In 2001 the company launched its e-commerce site and has since shifted its focus from adding new stores to improving its digital operations, although most Canadians don’t mind going to a Canadian Tire store for such items as winter tires, hockey sticks, toboggans or garden sheds. The company’s website boasts that more than 90% of Canadians live within 15 minutes of a Canadian Tire store and more than 80% shop at a Canadian Tire every year.
Today Canadian Tire has a network of more than 1,700 retail and gasoline outlets. Along with its namesake chain that sells hardware, tools, garden products, housewares, automotive and sporting goods, the Canadian Tire retail family includes PartSource and Gas+, together with Mark’s Work Wearhouse, which sells casual, outdoor and industrial clothing, and sportswear stores Sport Chek, Hockey Experts, Sports Experts, National Sports, Intersport, Pro Hockey Life and Atmosphere.
Canadian Tire’s 2015 annual report showed net income of $735.9-million ($8.61 per share) on revenue of $13.76-billion for the full year.
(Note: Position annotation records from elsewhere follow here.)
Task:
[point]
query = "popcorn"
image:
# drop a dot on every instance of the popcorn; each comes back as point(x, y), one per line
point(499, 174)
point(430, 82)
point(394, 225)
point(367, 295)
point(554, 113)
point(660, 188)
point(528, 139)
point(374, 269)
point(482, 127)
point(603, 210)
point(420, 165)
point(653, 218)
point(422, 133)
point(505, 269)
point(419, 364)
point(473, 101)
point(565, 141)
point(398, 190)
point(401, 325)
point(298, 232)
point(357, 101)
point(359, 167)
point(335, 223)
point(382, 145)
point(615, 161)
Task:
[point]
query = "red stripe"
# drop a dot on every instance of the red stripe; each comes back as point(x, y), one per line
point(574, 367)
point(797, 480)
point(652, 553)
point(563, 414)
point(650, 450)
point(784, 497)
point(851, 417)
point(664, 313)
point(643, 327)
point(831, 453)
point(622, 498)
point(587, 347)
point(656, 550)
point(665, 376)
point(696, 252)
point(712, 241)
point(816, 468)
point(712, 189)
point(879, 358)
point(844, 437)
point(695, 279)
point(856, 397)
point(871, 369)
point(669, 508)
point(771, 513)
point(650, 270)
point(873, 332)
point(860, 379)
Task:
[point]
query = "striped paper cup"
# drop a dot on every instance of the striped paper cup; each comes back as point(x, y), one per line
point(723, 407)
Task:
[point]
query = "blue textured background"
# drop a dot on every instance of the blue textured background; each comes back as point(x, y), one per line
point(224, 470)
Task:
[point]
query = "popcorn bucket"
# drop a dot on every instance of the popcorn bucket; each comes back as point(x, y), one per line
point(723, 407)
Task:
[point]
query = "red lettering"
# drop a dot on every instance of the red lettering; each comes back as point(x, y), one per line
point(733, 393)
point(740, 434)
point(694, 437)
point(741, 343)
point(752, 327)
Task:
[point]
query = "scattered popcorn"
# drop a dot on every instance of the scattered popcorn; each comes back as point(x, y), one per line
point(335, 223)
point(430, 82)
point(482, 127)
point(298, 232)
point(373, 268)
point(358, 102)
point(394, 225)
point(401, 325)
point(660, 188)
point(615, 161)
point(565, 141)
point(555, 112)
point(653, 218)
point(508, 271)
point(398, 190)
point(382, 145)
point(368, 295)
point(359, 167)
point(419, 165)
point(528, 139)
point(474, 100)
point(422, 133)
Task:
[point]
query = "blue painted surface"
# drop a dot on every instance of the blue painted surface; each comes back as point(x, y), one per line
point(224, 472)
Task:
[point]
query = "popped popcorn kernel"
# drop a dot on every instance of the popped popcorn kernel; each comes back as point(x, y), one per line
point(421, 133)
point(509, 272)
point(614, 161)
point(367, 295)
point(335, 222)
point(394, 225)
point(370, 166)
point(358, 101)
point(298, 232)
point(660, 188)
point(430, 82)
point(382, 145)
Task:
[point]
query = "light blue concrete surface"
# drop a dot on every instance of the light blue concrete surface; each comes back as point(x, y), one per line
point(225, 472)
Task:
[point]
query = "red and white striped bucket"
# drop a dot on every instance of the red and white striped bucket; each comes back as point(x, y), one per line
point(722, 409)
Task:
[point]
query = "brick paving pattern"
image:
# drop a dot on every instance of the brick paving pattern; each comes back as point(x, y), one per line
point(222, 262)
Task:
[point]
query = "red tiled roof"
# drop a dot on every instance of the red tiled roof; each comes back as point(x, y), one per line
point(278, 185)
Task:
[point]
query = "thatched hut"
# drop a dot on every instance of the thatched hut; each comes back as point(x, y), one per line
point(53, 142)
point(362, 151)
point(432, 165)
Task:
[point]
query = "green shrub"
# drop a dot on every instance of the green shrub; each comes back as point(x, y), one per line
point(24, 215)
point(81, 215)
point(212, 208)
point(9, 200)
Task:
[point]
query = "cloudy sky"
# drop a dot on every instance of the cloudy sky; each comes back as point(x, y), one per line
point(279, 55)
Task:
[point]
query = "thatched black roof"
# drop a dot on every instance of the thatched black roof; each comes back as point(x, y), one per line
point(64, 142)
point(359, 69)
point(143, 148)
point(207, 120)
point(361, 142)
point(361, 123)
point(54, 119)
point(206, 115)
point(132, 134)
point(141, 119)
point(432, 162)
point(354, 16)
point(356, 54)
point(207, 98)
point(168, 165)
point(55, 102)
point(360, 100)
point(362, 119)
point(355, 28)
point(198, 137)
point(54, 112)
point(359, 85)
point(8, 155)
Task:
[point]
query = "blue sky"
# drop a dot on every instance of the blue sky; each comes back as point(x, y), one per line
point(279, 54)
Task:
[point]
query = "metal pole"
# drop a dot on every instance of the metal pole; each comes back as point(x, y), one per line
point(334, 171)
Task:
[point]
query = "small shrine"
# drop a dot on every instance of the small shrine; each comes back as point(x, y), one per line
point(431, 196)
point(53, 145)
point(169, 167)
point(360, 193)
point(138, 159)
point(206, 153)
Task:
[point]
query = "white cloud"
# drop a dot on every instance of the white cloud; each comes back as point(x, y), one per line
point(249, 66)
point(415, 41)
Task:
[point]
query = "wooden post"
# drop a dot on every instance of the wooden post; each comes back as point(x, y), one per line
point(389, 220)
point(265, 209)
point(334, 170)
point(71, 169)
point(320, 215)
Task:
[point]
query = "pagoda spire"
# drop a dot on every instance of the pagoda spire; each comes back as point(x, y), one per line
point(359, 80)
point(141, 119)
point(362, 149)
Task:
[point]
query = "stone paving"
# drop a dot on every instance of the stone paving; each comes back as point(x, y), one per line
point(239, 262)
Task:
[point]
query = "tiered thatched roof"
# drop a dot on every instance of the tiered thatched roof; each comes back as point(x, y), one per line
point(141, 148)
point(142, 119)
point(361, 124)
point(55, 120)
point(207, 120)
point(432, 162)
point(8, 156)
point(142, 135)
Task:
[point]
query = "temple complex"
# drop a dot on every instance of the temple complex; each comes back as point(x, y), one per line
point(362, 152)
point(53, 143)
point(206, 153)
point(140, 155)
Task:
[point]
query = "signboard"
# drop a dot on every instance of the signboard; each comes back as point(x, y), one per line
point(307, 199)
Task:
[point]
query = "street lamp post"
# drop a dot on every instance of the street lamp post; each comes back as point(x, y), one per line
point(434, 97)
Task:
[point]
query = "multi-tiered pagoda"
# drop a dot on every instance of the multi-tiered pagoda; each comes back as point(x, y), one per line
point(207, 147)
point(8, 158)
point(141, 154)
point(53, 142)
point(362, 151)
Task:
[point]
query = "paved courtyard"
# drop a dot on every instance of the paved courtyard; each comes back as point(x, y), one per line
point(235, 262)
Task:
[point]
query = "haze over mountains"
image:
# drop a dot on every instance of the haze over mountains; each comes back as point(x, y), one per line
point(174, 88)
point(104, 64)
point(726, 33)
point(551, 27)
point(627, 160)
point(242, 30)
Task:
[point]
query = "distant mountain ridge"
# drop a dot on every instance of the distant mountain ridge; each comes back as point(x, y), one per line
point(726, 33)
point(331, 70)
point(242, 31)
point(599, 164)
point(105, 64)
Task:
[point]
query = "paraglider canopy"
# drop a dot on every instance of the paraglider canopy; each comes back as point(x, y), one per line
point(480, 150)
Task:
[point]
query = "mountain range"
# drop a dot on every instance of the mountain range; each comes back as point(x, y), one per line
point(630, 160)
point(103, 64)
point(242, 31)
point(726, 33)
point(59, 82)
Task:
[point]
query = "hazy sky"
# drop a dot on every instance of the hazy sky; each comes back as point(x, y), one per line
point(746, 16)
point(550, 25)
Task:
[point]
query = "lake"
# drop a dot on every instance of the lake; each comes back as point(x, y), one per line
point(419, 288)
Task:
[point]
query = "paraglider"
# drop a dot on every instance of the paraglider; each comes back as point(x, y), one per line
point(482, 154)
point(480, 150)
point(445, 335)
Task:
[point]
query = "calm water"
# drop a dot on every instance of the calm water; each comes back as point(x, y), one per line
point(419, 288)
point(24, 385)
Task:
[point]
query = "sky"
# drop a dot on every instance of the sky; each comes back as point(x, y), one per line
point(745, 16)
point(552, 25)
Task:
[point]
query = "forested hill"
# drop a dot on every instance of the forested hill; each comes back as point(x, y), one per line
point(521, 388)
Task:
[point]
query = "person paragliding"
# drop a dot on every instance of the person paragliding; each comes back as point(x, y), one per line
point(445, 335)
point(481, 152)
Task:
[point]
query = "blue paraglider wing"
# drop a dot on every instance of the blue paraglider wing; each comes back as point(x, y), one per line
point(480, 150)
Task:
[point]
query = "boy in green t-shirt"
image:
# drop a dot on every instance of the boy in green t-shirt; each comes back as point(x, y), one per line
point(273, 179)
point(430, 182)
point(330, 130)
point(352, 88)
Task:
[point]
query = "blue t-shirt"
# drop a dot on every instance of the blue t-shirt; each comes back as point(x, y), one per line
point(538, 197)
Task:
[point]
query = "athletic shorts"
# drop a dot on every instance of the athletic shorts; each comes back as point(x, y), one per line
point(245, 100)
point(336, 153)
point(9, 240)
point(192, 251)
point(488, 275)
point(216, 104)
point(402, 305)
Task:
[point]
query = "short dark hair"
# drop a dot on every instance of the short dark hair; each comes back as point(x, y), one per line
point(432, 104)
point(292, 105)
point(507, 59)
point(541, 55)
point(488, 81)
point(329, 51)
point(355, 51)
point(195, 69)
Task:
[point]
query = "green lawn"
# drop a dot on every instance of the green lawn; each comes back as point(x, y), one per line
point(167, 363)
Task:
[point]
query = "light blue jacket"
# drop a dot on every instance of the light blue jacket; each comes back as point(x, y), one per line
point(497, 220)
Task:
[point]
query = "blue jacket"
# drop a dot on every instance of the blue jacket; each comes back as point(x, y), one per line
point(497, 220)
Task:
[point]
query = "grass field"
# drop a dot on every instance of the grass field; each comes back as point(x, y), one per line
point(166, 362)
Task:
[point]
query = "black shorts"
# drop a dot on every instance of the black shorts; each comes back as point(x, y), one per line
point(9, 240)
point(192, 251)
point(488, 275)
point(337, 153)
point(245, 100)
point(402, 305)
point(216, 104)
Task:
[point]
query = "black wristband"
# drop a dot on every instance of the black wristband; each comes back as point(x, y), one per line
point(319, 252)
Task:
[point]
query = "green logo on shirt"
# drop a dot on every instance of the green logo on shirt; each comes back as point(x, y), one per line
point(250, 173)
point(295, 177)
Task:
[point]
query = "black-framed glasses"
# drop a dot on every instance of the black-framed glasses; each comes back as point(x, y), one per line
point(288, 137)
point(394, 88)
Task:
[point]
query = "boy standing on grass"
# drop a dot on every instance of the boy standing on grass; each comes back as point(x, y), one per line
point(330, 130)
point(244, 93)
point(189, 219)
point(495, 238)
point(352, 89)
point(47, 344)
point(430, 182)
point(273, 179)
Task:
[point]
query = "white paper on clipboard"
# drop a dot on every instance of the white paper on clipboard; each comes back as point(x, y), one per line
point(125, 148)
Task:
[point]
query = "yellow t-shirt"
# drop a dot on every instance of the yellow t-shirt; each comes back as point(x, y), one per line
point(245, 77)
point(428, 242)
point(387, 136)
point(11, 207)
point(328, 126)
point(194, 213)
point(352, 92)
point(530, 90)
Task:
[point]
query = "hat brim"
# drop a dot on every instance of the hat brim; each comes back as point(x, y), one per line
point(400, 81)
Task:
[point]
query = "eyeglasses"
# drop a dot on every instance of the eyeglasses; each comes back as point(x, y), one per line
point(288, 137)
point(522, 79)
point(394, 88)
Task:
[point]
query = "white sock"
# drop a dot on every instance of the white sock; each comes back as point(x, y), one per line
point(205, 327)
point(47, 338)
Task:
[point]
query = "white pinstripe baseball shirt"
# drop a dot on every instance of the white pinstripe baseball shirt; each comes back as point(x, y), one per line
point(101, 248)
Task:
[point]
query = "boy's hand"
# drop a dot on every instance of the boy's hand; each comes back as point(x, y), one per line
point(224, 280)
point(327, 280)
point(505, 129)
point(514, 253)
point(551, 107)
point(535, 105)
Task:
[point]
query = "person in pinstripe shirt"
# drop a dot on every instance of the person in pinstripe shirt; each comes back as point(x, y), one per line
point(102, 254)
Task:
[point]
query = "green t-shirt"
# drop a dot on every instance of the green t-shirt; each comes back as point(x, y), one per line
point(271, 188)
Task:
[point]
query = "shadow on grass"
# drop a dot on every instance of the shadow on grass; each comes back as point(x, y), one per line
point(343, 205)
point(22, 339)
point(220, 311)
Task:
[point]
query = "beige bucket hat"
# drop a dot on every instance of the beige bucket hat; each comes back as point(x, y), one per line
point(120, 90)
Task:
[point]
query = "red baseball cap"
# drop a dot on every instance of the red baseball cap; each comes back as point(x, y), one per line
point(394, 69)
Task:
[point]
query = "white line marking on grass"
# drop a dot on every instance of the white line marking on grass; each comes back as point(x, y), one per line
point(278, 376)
Sales were up 3.2% at Canadian Tire stores and up 4.4% at its sporting goods retailers, but slipped 0.5% at Mark’s Work Wearhouse.
In the third quarter of its 2016 fiscal year, Canadian Tire reported improved results, as revenue (excluding gasoline) was up $48.1-million or 1.8% over the same quarter of 2015. Earnings per share was $2.44, down 6.7% from the third quarter of 2015, which had included a gain from the sale of surplus property. When that sale is factored out, earnings actually increased by 6.6%, the company said.
At a recent price of about $138, Canadian Tire shares are up about 250% since 1999. At $138, Canadian Tire shares trade at 15.7 times earnings, twice book value per share and just 0.8 times sales per share. Return on equity is a reasonable but not sensational 13.4%. Over the past seven years, Canadian Tire has steadily increased its quarterly dividend to the point where the annual dividend of $2.60 per share yields 1.88%.
Between these three retailers, Canadian Tire shares have the lowest price/earnings ratio, the lowest ratio of price/book value per share and a price/sales per share ratio just slightly higher than Alimentation Couche-Tard’s.
In summary, buy Alimentation Couche-Tard if you’re a patient investor seeking long-term growth, buy Dollarama if you’re a more active trader willing to buy high in hopes of selling higher, and if you’re a long-term, conservative investor seeking slow growth at a reasonable price, buy Canadian Tire.